For instance, if you look at http://home.swipnet.se/cfmd/synths/schematics/
you will find a very crude schematic on a sawtooth frequency doubler idea
that I got once. It basically builds on a comparator which compares against
some level (0V in this case) and uses a diode to only pull in one direction.
Then, the original signal is added to this squarewave and the R3 will put
the signal back on balanced levels (+/- 2.5 V) while the U1B will get it up
to level again. This scheme will produce a double frequency sawtooth in a
very rude and really glitchy way. People should note that the schematic shows
a curcuit that is intended to be used alongside the ASM-1 VCO. It's easy
enougth to rescale it. A version of this has been realized by Jörgen Bergfors
for his ASM-1 VCO based VC-LFO.

In a similar manor may you build up the necessary wrapper curcuit that you
where discussing. You would need to insert more comparators and set their
up their comparator values in the same fashion as for a flash A/D converter.
The end result of those outputs (mixed 1:1 just the same way as I did it)
would look like the result if you A/D and D/A converted the signal.

The mixing would have to be adjusted, so would the output gain. These
properties will depend on the number of comparators being used.

This form of phase modulation is limited in the number of cycles you may
modulate, those the depth. However, for small cycle counts it will work
pretty well.

Another method of doing it would be to do some brain surgery into the VCO core.
If we take a VCO core like the ASM-1 VCO (which is quite similar to many
others) you can do it like this:

1) Create a diffrential curcuit through which you send your modulation signal.

2) Add the output modulation signal to the load current signal of the
   capacitor.

3) Add a negative reset curcuit to the VCO, core. This is necessary for taking
   the oscillator multiple of cycles backwards. This basically means another
   LM311 comparator with associated curcuitry (including another reset JFET).
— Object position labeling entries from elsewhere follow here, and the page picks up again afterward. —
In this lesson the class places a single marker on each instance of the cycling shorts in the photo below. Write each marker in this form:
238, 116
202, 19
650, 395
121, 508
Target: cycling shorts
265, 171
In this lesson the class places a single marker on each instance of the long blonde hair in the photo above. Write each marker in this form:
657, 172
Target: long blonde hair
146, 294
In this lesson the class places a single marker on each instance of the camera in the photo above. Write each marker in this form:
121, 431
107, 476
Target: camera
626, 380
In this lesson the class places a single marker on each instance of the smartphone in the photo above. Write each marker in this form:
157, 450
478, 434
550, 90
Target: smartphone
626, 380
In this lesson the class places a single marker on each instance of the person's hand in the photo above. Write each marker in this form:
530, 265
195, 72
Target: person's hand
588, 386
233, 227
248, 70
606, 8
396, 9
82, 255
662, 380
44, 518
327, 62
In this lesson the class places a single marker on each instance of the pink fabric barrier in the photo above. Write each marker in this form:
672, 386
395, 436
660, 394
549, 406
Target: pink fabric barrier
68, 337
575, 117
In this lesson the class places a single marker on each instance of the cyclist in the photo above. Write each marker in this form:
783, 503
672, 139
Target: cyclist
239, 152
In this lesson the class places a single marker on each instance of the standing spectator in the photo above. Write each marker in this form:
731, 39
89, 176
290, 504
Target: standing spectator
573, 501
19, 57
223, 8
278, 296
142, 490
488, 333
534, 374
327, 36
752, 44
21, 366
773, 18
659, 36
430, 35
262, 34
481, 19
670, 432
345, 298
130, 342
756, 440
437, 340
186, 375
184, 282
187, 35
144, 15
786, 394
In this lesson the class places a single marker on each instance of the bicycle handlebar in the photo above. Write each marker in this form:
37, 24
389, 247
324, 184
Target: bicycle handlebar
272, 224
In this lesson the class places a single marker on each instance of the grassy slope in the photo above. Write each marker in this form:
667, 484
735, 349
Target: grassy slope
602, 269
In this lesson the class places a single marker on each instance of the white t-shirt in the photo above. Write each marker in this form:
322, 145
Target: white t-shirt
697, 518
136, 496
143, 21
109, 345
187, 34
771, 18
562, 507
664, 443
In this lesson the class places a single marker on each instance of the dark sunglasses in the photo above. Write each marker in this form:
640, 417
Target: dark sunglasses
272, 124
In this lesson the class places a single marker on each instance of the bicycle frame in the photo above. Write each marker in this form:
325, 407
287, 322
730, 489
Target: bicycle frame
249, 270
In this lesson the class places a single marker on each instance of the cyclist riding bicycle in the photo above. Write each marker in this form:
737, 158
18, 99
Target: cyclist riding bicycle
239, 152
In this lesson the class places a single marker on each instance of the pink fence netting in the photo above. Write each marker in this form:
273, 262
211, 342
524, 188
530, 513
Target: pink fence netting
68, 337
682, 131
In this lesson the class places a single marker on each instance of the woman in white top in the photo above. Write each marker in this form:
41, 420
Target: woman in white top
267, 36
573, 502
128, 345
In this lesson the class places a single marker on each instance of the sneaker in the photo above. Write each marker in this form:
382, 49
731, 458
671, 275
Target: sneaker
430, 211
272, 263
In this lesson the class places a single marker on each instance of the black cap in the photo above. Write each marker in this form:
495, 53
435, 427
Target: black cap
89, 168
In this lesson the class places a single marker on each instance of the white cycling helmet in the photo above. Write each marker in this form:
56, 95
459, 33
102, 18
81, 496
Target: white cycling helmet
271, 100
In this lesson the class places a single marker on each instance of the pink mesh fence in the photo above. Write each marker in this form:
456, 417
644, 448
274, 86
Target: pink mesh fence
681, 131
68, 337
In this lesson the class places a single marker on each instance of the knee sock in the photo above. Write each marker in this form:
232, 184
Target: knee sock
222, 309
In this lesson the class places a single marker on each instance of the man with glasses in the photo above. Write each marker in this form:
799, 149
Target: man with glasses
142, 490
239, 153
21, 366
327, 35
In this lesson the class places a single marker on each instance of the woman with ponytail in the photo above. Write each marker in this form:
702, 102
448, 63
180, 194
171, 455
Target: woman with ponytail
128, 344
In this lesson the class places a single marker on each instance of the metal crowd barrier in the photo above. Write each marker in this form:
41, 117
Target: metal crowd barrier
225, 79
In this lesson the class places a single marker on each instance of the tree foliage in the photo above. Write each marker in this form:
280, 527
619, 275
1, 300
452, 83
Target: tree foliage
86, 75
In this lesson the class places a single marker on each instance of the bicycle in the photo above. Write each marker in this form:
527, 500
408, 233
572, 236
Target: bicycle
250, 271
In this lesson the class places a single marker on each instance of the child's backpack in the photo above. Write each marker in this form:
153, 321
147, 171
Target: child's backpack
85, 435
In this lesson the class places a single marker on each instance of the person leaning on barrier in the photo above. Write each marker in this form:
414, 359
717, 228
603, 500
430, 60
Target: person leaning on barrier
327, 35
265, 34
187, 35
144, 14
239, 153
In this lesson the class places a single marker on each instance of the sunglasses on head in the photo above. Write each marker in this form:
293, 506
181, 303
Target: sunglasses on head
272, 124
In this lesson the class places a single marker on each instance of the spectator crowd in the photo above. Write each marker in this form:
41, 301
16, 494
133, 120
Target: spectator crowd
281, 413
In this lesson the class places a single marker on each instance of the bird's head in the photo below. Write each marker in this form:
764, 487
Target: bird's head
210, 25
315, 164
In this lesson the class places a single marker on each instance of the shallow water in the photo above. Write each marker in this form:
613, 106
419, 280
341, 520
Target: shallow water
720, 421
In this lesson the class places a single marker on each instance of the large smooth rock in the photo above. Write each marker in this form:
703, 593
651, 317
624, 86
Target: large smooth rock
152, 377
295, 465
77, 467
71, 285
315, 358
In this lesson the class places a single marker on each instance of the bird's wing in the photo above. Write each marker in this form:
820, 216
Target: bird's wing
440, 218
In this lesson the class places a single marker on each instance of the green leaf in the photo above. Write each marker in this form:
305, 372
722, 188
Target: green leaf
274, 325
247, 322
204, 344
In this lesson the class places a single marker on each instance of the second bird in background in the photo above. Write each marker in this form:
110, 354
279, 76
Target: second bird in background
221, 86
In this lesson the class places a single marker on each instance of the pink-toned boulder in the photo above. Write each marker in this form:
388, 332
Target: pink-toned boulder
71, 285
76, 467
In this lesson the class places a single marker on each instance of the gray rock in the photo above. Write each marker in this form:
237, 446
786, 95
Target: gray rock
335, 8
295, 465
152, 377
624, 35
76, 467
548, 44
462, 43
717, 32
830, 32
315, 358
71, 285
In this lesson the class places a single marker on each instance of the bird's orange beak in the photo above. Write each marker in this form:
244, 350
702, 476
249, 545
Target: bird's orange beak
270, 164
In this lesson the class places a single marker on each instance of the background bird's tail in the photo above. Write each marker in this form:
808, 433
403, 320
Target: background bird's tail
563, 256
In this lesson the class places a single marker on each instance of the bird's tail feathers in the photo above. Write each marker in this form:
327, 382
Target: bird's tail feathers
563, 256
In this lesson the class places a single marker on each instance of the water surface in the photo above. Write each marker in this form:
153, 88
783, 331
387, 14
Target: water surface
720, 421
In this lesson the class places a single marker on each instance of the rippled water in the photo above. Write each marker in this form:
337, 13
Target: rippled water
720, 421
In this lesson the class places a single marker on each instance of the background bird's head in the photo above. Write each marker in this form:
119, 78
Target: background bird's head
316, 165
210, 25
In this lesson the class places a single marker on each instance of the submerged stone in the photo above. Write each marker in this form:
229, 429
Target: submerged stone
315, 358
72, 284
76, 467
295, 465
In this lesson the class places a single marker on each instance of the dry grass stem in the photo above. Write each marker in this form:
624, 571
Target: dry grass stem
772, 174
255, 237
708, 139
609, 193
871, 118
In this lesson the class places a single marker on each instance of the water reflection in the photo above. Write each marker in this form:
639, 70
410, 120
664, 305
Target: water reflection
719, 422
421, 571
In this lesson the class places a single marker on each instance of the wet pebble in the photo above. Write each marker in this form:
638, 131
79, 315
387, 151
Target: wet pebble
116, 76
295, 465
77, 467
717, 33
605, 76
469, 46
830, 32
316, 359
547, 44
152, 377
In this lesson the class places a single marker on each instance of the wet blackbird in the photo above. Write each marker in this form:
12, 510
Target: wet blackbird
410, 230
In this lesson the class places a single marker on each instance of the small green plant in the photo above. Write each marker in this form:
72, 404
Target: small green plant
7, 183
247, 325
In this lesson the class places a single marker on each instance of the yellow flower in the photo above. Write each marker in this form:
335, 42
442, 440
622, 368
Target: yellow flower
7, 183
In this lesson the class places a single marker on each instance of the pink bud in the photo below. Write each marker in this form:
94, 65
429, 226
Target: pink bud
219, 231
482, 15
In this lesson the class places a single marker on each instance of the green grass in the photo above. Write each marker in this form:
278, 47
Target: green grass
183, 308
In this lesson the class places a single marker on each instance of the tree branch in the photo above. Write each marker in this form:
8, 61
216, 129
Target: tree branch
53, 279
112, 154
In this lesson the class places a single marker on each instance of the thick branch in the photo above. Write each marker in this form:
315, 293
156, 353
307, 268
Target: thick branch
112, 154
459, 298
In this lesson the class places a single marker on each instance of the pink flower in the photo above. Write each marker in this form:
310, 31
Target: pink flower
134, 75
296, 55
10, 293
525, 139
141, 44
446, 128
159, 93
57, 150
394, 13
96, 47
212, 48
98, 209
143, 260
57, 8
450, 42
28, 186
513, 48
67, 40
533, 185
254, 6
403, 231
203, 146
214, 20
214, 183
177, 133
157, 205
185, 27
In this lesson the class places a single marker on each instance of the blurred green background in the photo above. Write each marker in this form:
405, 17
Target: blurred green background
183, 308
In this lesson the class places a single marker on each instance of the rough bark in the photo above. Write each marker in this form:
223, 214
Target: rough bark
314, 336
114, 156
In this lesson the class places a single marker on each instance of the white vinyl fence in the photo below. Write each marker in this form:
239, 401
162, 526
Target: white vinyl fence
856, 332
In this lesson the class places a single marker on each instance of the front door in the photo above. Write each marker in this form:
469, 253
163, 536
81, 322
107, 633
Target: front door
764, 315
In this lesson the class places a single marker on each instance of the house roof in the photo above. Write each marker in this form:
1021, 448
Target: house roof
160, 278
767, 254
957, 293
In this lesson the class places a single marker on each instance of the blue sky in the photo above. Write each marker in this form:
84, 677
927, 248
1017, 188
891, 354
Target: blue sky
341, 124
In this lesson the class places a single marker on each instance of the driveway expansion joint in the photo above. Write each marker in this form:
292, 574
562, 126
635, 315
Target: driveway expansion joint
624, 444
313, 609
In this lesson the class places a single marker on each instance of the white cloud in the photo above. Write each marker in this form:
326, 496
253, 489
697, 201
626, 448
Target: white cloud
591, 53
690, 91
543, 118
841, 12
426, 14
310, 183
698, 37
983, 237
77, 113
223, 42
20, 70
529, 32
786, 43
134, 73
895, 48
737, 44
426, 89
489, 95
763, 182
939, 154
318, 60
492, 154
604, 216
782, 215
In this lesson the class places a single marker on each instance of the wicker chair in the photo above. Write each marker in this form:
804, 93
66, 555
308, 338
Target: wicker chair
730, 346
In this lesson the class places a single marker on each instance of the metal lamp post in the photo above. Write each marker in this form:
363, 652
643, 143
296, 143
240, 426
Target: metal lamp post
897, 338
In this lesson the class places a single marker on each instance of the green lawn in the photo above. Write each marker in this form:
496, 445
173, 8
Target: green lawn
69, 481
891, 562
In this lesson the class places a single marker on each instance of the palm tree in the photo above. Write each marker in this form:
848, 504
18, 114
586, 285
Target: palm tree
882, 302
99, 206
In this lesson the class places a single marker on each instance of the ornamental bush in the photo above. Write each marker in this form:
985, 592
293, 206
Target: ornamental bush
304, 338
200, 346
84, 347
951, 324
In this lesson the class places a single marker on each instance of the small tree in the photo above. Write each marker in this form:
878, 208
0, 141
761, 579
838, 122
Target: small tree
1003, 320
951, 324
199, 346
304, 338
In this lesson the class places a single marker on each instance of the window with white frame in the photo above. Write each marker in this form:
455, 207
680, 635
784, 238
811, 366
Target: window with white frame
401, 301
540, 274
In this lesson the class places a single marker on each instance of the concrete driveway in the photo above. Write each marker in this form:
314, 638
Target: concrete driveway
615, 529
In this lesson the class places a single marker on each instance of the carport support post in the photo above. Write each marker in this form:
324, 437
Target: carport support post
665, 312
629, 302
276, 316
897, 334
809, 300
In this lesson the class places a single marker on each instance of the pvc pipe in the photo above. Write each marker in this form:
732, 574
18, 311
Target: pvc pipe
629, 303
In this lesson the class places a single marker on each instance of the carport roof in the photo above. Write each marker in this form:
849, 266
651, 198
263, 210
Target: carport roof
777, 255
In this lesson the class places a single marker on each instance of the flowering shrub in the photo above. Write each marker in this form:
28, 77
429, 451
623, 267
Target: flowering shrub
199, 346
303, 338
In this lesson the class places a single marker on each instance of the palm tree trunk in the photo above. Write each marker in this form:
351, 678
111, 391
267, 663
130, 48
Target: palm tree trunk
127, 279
The benefit of this method of doing things is that you are not fundamentally
sensitive to the number of cycles you move backwards. However, the diffrential
curcuit is prone to leakage and imperfections just as a integrator is, so care
has to be taken into avoid it, this makes very low frequency modulations a
headache where as the other modulation technique excell in low frequency
modulation.

For those who is really eager to solve these things, you can do a hybrid
solution, so that you can actually compensate for leakage as well as take care
of low freqency modulation in the backend where as deep highfrequency goes
into the VCO core. This takes some additional enginneering to do, but i think
you can do it.

The diffrentiation of the modulation signal will basically take out the
integration done in the VCO core, so by feeding a diffrentiated modulation
signal will the sum signal after the VCO integration be the same, just that
the voltage limitation is not there.

I have been considering doing this to a ASM-1 VCO, but never come around to
actually do it. Note that you can also add deep linear FM modulation signal the
same way, but add the FM signal after the diffrentiation. Those one would end
up with a deluxe VCO having exp FM as well as deep lin FM and lin PM.

Should we try this?

Any killers anyone?

I could enginneer some untested schematics if really needed.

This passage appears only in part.